# Yet another Scene Safety debate



## LucidResq (Nov 11, 2010)

'Scene safe' protocol keeps Aurora Fire paramedics from helping man bleeding to death


> Having just been shot three times, Adam Fisher lay on the ground, bleeding from his arm, his face and both legs. His friends had called 911 and waited for Aurora Fire paramedics to arrive. But they would not come because they hadn't heard the words "scene safe."





> Fisher and his friends believe paramedics should have risked their lives that night to help him, even though it was not clear if the suspect, James Pellouchoud, had been arrested.

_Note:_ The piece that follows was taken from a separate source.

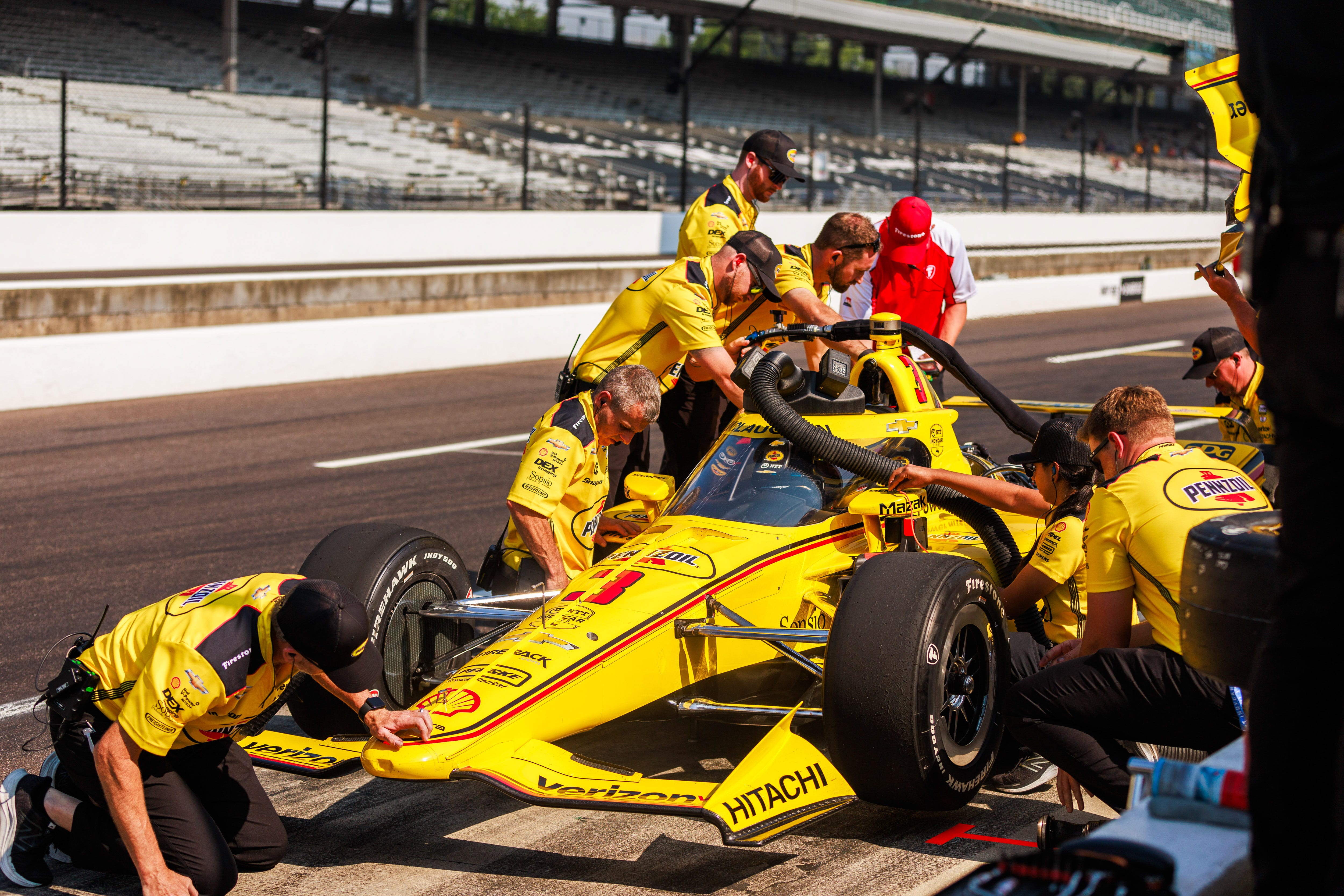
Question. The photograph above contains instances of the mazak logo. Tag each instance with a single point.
(203, 592)
(233, 660)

which he was not... he was in the apartment right next door..


----------



## JPINFV (Nov 11, 2010)

My problem is when I get to this point in the article. 



> At that point, Yorchak and Sgt. Jad Lanigan decided to save Fisher themselves. They hauled him down the stairs to the curb and left him bleeding in the grass while they once again called for help. The paramedics refused to meet them outside the building because they still hadn't heard the words "scene safe."
> 
> "It's as safe as it's going to get," Yorkchak told the dispatcher. "It's up to them whether they want to get here or not."
> 
> They did not. So the officers hoisted Fisher into the back of a police cruiser and drove him to the ambulance, which was waiting about a mile away from the scene. From there, Fisher was treated and taken to a hospital.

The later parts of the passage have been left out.